Establish Brand Recognition Before You Chase Pipeline in a New Category

Javier Marti, CEO and Founder of Divirod, made a deliberate sequencing decision early on: build recognition before chasing leads. His reasoning was that broad awareness, even among people who will never buy, creates the foundation that demand generation requires. As he put it, “the more you get to be known by the audience, no matter if they’re buyers or not, the better.” He was explicit about the priority order: “In the early phase, it’s all about getting your brand to be known, getting you to be known by what you’re doing, by who you are, what you’re putting in the market, what you’re building.” For founders building in categories where buyers don’t yet have a budget line for your solution, this sequencing matters. You can’t generate demand for something the market hasn’t heard of yet.

Jan-Willem Rombouts
Founder and CEO of Beebop.ai

Find a Senior Marketing Advisor Before Investing in Any Major Channel

Most founders scale marketing tactics before they understand how to execute them well. Jan-Willem made the opposite call. Before committing seriously to trade shows as a channel, he went looking for someone who had already built the playbook.
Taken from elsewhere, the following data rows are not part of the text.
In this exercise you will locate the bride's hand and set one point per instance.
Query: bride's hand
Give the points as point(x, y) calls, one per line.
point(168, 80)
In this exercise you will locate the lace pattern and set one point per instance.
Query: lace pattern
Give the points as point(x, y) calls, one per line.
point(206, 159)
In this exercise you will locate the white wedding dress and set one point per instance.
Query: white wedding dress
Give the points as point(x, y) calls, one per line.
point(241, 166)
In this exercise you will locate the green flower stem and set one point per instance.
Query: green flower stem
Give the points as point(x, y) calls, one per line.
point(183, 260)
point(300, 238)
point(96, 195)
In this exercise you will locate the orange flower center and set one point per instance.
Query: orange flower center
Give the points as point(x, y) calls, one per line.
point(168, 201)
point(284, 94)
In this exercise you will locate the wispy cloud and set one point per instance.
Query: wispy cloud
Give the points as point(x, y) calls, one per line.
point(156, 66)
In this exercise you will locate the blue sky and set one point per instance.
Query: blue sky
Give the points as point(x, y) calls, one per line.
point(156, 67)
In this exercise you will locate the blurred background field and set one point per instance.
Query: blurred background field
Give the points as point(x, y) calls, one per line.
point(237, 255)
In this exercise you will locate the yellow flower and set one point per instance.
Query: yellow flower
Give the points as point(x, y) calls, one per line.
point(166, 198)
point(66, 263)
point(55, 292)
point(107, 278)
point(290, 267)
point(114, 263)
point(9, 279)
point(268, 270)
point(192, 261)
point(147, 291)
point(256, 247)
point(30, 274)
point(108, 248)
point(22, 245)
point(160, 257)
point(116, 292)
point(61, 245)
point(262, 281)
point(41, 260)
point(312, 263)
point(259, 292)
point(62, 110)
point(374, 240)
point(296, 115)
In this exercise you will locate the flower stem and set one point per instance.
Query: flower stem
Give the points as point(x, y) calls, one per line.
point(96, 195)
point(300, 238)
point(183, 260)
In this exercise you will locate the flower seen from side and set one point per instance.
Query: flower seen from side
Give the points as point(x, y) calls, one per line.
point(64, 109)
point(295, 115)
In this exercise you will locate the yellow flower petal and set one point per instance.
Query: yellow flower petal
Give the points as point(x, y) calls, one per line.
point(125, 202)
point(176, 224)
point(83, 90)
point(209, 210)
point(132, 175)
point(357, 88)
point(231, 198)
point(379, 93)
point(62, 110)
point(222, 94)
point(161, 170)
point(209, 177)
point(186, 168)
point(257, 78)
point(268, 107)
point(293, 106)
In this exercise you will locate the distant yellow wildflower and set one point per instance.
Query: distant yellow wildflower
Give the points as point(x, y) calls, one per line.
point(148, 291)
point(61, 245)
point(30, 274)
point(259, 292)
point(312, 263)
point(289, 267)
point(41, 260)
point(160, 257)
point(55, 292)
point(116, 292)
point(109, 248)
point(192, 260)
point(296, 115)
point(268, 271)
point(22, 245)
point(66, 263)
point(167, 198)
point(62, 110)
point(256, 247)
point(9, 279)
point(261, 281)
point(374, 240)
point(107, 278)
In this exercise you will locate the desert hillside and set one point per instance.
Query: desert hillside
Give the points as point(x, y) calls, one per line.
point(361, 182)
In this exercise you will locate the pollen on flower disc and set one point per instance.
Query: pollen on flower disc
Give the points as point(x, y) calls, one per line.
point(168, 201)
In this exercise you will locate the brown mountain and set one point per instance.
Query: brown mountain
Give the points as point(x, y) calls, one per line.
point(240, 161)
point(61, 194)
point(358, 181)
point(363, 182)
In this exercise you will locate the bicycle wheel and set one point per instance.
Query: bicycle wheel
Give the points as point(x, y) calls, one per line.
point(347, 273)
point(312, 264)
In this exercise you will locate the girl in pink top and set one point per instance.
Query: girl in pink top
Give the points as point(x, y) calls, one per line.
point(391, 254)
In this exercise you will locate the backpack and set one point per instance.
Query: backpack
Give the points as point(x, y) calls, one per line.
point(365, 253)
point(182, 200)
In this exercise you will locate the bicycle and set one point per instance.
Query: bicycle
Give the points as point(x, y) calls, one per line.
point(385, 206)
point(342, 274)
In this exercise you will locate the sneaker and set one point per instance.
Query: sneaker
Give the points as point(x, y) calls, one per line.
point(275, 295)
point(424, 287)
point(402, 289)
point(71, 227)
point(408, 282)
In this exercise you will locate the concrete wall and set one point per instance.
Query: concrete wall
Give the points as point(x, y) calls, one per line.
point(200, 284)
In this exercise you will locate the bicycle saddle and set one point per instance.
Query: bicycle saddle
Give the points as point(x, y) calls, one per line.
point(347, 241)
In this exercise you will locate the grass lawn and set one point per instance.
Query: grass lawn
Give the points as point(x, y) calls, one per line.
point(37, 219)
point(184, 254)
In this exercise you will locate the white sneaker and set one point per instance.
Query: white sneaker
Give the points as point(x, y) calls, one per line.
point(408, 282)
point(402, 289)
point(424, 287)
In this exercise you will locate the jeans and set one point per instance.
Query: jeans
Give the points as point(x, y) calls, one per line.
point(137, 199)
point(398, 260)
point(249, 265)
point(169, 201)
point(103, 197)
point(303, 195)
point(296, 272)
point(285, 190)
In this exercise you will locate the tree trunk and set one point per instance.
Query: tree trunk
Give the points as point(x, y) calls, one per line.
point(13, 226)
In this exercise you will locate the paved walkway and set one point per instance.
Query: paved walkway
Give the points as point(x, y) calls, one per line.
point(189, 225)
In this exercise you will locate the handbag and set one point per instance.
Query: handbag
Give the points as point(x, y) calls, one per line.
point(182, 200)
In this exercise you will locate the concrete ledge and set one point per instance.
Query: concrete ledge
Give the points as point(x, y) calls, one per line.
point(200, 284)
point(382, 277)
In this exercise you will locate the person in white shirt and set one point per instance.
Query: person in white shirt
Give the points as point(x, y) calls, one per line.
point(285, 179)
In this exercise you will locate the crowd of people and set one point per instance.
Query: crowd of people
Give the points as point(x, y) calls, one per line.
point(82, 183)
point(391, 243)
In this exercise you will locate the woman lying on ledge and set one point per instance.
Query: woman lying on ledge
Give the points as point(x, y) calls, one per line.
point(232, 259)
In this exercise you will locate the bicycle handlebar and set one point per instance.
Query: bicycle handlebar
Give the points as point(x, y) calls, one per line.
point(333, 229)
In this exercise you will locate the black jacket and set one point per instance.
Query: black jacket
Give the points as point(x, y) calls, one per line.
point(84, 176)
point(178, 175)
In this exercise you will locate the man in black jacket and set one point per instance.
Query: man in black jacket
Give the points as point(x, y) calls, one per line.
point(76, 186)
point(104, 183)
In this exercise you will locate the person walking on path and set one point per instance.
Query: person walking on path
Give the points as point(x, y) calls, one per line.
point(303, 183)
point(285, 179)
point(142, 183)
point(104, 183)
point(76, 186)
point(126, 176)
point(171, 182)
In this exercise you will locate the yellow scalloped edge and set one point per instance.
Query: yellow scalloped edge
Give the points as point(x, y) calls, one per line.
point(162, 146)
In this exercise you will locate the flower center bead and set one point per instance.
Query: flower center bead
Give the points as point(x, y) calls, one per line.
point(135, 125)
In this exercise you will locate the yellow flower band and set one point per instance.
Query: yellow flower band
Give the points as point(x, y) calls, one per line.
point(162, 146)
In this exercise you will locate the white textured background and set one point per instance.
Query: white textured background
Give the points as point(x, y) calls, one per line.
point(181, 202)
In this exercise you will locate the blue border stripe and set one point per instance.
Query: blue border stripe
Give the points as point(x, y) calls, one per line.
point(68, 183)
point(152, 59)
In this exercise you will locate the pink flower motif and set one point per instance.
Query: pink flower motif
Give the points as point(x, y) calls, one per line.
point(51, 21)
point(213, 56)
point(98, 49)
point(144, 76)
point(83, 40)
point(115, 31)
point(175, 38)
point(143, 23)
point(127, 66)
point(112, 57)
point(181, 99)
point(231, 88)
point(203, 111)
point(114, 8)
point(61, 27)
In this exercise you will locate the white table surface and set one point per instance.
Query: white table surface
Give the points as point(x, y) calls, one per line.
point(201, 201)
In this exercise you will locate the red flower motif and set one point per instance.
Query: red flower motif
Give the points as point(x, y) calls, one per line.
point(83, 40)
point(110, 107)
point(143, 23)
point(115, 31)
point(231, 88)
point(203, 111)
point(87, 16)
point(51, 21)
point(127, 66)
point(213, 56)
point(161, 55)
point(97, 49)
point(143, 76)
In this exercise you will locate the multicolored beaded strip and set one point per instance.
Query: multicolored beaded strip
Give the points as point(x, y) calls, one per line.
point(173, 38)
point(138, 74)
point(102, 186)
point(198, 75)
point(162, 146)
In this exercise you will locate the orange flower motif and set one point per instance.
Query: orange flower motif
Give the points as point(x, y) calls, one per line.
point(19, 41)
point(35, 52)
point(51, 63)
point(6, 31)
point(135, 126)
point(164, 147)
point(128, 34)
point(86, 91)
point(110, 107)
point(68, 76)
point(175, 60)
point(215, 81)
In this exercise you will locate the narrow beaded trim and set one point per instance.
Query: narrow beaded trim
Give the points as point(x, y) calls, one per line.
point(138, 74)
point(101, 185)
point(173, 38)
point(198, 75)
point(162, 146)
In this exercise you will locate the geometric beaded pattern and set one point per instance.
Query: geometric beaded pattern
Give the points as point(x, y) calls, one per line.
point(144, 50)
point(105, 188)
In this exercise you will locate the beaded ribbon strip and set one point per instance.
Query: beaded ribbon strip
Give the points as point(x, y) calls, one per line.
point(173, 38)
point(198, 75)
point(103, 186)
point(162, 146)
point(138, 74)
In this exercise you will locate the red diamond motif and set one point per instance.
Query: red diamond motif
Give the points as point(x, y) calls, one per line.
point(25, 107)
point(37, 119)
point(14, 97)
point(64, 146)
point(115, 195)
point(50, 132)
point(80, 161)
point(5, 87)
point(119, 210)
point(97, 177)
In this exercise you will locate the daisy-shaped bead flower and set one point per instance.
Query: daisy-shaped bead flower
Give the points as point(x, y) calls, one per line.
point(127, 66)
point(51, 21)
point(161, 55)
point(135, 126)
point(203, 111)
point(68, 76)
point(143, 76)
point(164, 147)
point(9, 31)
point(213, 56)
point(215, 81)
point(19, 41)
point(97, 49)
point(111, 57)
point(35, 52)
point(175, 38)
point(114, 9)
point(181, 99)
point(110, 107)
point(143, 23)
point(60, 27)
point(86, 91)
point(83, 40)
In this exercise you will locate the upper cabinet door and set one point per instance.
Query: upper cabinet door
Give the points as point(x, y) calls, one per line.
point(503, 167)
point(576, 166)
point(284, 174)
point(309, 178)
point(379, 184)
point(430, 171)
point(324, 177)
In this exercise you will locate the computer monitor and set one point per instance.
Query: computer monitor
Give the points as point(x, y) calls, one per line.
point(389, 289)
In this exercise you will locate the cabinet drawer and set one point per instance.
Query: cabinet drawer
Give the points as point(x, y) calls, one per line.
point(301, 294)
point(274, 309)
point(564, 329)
As he described it, “one of the better decisions I’ve made was to look for a marketing advisor this time around because it is so important.” He reached out directly on LinkedIn to the former CMO of Datadog, who agreed to advise the company. What followed was a transfer of operational knowledge that changed how Jan-Willem approached events entirely: “one of the things that I’ve learned from him is how to run a trade show. How you can bring process, structure, discipline in trade shows so that you can almost mechanically measure from the people you will speak to the sales qualified leads, how you can design outputs from these kinds of events.”

Manik Suri
CEO and Founder of GlacierGrid (exTherma)

Build Three Separate Marketing Functions With Three Separate Goals

Manik structured the company’s marketing around three distinct functions, each serving a different purpose. The first was company-level marketing: “a combination of PR and comms. We’re working on thought leadership. We’re trying to be visible to potential investors and potential team members as well as potential partners.” The second was product marketing, focused squarely on equipping sales: “developing collateral, developing training materials, building tools such as ROI calculators and interactive websites, and one pagers and downloadable white papers and case studies, stuff that can help sales deliver the message and convert prospects.” The third was growth marketing, tasked with building pipeline: “using a combination of SEO and SEM, trying to drive traffic to a series of landing pages, helping us to find prospects, get them engaged, get them through the stages of awareness and intent, and then ultimately transferring or helping those folks find our salespeople.” Each function had a distinct audience and a distinct job, which kept the overall marketing effort from collapsing into one undifferentiated program.

Quentin Scrimshire
CEO & Co-Founder of Modo Energy

Give Your Audience Value Before You Ask Them for Anything

Quentin built Modo Energy’s content strategy around a deliberate decision to remove conversion pressure entirely. “We’re here to build an audience. And the way you build an audience is by not convincing them to click or submit their data through your form, your online form. What they want to do is just get value and go away.” The logic was that trust accumulates across repeated touchpoints long before a buyer is ready to engage. “They might have 1,520 interactions with us on LinkedIn, YouTube and Twitter or whatever before they go, oh, that’s a brand I’m interested in. And so that’s what we decided to do. Zero click marketing video as the ultimate form of communication in this world.” The goal of early content is not to capture demand, it is to build the trust that makes demand possible later.